Improving the Transient Response of Hybrid Energy Storage System for Voltage Stability in DC Microgrids Using an Autonomous Control Strategy

In renewable microgrid systems, energy storage system (ESS) plays an important role, as an energy buffer, to stabilize the system by compensating the demand-generation mismatch. Battery energy storage system serves as a decisive and critical component. However, due to low power density and consequently slow dynamic response the lifetime of BESS is observably reduced due to high current stress, specifically experienced during abrupt/transient power variations. Hence, hybridization with supercapacitor storage system is conferred. Additionally, the controllers designed for energy storage systems should substantially respond for compensating the transient requirement of the system.

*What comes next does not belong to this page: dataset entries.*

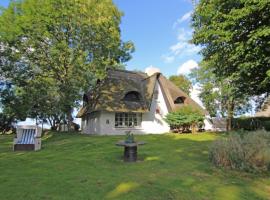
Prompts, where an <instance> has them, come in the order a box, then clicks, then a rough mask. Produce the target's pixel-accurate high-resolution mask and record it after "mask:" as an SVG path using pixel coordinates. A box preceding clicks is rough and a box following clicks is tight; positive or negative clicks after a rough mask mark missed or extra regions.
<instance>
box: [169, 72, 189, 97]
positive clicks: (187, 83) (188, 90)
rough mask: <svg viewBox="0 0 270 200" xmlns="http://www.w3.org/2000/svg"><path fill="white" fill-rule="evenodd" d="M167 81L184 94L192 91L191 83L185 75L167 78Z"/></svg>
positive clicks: (186, 93)
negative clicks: (178, 88) (182, 92)
mask: <svg viewBox="0 0 270 200" xmlns="http://www.w3.org/2000/svg"><path fill="white" fill-rule="evenodd" d="M169 80H170V81H171V82H173V83H174V84H175V85H176V86H177V87H179V88H180V89H181V90H183V91H184V92H185V93H186V94H188V95H189V94H190V91H191V90H192V83H191V81H190V80H189V79H188V78H187V77H186V76H185V75H177V76H176V75H173V76H170V77H169Z"/></svg>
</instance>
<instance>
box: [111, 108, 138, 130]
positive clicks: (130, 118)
mask: <svg viewBox="0 0 270 200" xmlns="http://www.w3.org/2000/svg"><path fill="white" fill-rule="evenodd" d="M141 124H142V113H127V112H117V113H115V122H114V127H115V128H140V127H141Z"/></svg>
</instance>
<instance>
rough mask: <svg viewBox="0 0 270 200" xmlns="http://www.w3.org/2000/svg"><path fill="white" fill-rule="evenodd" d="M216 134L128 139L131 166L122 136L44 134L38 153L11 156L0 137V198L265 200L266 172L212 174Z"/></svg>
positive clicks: (148, 137)
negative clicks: (40, 148) (129, 151)
mask: <svg viewBox="0 0 270 200" xmlns="http://www.w3.org/2000/svg"><path fill="white" fill-rule="evenodd" d="M218 137H223V136H220V135H217V134H210V133H204V134H195V135H192V134H188V135H173V134H165V135H147V136H136V137H135V138H136V139H137V140H144V141H146V142H147V144H146V145H144V146H140V147H139V150H138V153H139V161H138V162H137V163H124V162H123V161H122V160H121V156H122V153H123V149H122V148H121V147H117V146H115V142H117V141H118V140H119V139H123V136H86V135H78V134H56V133H49V134H48V135H46V136H45V137H43V141H42V142H43V143H42V147H43V148H42V150H41V151H38V152H12V136H0V173H1V174H0V195H1V196H0V198H1V199H5V200H8V199H17V200H19V199H35V200H36V199H93V200H99V199H125V200H126V199H127V200H133V199H138V200H144V199H147V200H155V199H156V200H158V199H161V200H164V199H166V200H167V199H168V200H169V199H190V200H200V199H202V200H208V199H209V200H210V199H218V200H222V199H224V200H225V199H226V200H233V199H252V200H253V199H270V176H269V174H264V175H256V174H247V173H243V172H237V171H229V170H225V169H217V168H215V167H213V166H212V164H211V163H210V162H209V160H208V148H209V144H211V142H212V141H213V140H215V139H216V138H218Z"/></svg>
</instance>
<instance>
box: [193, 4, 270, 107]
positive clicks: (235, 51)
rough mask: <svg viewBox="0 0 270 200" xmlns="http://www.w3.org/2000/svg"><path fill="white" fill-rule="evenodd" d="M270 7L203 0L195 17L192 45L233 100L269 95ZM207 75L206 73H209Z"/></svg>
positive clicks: (269, 51)
mask: <svg viewBox="0 0 270 200" xmlns="http://www.w3.org/2000/svg"><path fill="white" fill-rule="evenodd" d="M269 11H270V4H269V1H268V0H228V1H220V0H212V1H209V0H201V1H200V2H199V3H198V4H197V6H196V8H195V12H194V15H193V23H192V26H193V28H194V34H193V39H192V41H193V43H194V44H197V45H201V46H202V48H203V49H202V51H201V54H202V56H203V62H204V63H206V64H207V65H208V69H207V70H208V71H209V69H210V72H211V73H213V74H214V76H215V78H216V80H218V81H219V82H220V84H221V86H222V87H223V86H226V87H227V89H226V90H227V92H228V95H227V97H228V98H227V100H230V101H228V102H229V104H228V109H231V108H232V107H233V105H234V103H233V104H231V103H230V102H235V99H234V98H233V97H245V98H246V97H247V96H252V95H260V94H263V93H269V88H270V77H269V69H270V56H269V55H270V51H269V44H270V43H269V41H270V24H269V22H270V15H269ZM208 71H205V72H204V73H208Z"/></svg>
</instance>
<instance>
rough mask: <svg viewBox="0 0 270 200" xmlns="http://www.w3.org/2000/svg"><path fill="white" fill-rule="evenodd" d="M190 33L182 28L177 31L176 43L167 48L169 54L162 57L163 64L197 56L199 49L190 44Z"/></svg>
mask: <svg viewBox="0 0 270 200" xmlns="http://www.w3.org/2000/svg"><path fill="white" fill-rule="evenodd" d="M191 37H192V31H191V30H187V29H184V28H180V29H179V30H178V35H177V42H176V43H175V44H173V45H171V46H170V47H169V52H168V53H166V54H164V55H163V56H162V59H163V61H164V62H165V63H172V62H173V61H174V60H175V59H176V58H177V57H181V56H182V57H183V56H189V55H194V54H197V53H198V52H199V51H200V50H201V48H200V47H199V46H195V45H194V44H191V43H190V42H189V40H190V39H191Z"/></svg>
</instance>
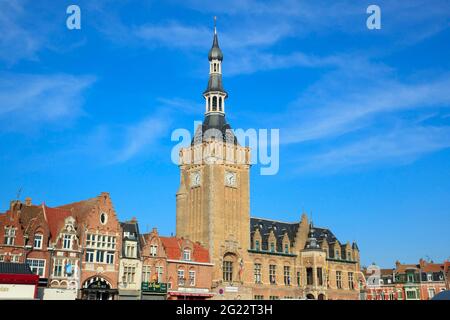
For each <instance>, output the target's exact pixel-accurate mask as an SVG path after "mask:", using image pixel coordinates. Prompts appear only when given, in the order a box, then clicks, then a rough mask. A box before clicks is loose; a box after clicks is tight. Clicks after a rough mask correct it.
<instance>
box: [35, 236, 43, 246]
mask: <svg viewBox="0 0 450 320" xmlns="http://www.w3.org/2000/svg"><path fill="white" fill-rule="evenodd" d="M42 238H43V236H42V234H38V233H37V234H35V235H34V244H33V247H34V248H35V249H42Z"/></svg>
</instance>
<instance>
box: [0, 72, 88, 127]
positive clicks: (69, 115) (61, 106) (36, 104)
mask: <svg viewBox="0 0 450 320" xmlns="http://www.w3.org/2000/svg"><path fill="white" fill-rule="evenodd" d="M93 82H94V78H93V77H92V76H73V75H68V74H48V75H43V74H2V75H1V76H0V121H1V122H2V124H3V125H2V131H22V130H30V129H32V128H33V127H40V126H42V125H46V124H48V123H52V124H56V125H59V124H61V122H62V121H63V120H64V121H67V120H71V119H74V118H76V117H78V116H80V114H82V102H83V92H84V90H86V89H87V88H89V86H90V85H91V84H92V83H93Z"/></svg>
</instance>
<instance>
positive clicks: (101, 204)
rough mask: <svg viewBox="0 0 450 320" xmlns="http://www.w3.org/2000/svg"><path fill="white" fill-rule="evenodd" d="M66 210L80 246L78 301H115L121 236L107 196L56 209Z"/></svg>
mask: <svg viewBox="0 0 450 320" xmlns="http://www.w3.org/2000/svg"><path fill="white" fill-rule="evenodd" d="M59 208H60V209H66V210H69V211H70V212H71V214H72V216H73V217H74V219H75V221H76V222H77V225H78V240H77V241H78V243H81V245H82V248H83V249H82V252H81V255H82V258H81V269H82V272H81V275H80V286H81V287H80V289H81V290H80V292H81V295H80V297H81V298H82V299H94V300H97V299H101V300H104V299H108V300H111V299H117V296H118V282H119V279H118V278H119V256H120V250H121V248H122V232H121V227H120V223H119V220H118V219H117V214H116V211H115V210H114V207H113V204H112V201H111V198H110V196H109V193H106V192H102V193H101V194H100V195H99V196H97V197H95V198H91V199H88V200H84V201H79V202H75V203H71V204H67V205H64V206H61V207H59Z"/></svg>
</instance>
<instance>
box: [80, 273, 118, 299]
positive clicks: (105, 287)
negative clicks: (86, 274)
mask: <svg viewBox="0 0 450 320" xmlns="http://www.w3.org/2000/svg"><path fill="white" fill-rule="evenodd" d="M118 293H119V291H118V290H117V289H113V286H112V285H111V284H110V283H109V282H108V281H107V280H106V279H103V278H101V277H92V278H90V279H87V280H86V281H85V282H84V284H83V288H82V289H81V299H83V300H116V299H117V296H118Z"/></svg>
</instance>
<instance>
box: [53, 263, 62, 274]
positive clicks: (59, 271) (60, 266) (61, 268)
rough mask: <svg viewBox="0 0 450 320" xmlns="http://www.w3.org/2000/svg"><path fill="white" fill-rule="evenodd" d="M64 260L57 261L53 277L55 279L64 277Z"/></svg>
mask: <svg viewBox="0 0 450 320" xmlns="http://www.w3.org/2000/svg"><path fill="white" fill-rule="evenodd" d="M63 266H64V263H63V260H62V259H55V262H54V266H53V276H54V277H62V276H63Z"/></svg>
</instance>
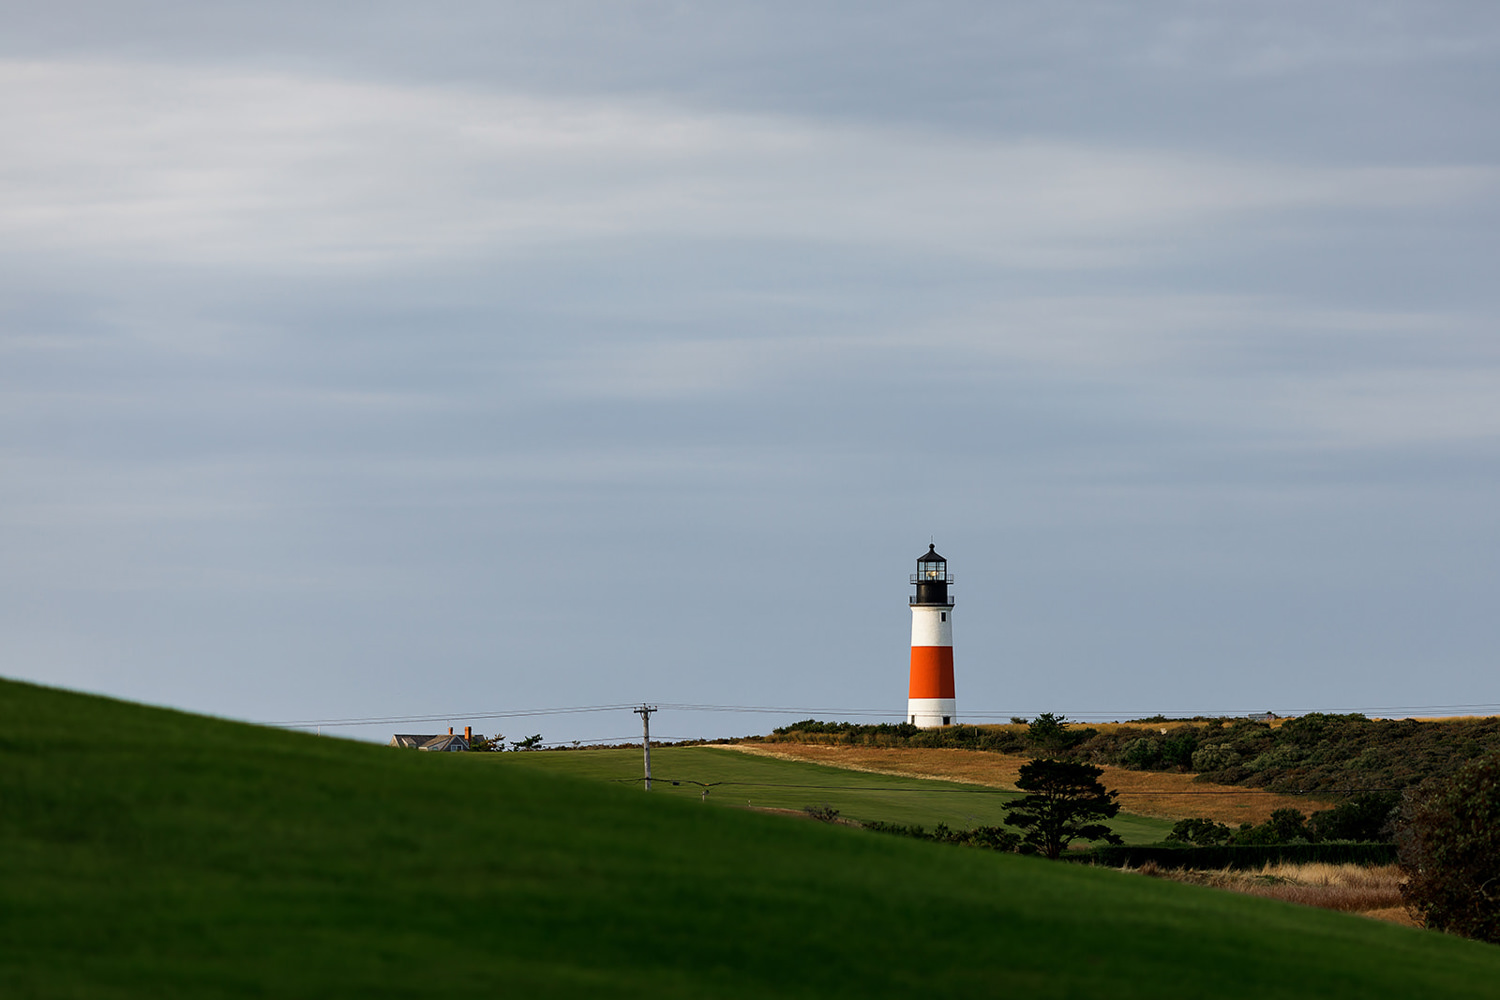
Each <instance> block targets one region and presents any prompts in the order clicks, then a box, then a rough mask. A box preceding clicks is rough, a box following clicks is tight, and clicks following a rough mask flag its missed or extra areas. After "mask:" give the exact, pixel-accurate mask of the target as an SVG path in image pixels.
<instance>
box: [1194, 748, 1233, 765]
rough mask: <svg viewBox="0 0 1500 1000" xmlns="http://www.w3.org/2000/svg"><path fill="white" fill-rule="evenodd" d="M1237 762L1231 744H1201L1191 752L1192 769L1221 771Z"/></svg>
mask: <svg viewBox="0 0 1500 1000" xmlns="http://www.w3.org/2000/svg"><path fill="white" fill-rule="evenodd" d="M1238 763H1239V751H1236V750H1235V745H1233V744H1203V745H1202V747H1199V748H1197V750H1196V751H1194V754H1193V769H1194V771H1223V769H1224V768H1233V766H1235V765H1238Z"/></svg>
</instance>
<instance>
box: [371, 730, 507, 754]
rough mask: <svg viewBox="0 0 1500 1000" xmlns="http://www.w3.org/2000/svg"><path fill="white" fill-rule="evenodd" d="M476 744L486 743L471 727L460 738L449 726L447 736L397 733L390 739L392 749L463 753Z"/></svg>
mask: <svg viewBox="0 0 1500 1000" xmlns="http://www.w3.org/2000/svg"><path fill="white" fill-rule="evenodd" d="M475 742H484V736H483V733H480V735H478V736H475V735H474V729H472V727H471V726H465V727H463V735H462V736H459V735H456V733H455V732H453V727H452V726H449V732H447V735H438V736H428V735H419V733H396V735H395V736H392V738H390V745H392V747H413V748H416V750H438V751H462V750H468V748H469V747H471V745H472V744H475Z"/></svg>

In this article, we propose a decoupled control strategy for batteries and supercapacitors based on k - Type compensators and a nonlinear PI controller (NPIC) respectively. The formulated control design is tested for voltage regulation in a standalone microgrid. Furthermore, a comparative analysis is presented with benchmark low-pass-filter (LPF) based controller. The results obtained shows the proposed control technique possess a faster response with improved voltage regulation capabilities. For the test system regulated at 48 V for various abrupt load-generation various case studies presented, the proposed methodology maintains a significantly reduced voltage deviation between 47 V - 51 V in contrast to 45 V - 56 V observed in the LPF methodology. Furthermore, the complexity is simpler in comparison to LPF based control strategy and a comparative obviation of additional sensing devices is achieved, that inherently reduces the detrimental effect on ESS response during transient condition.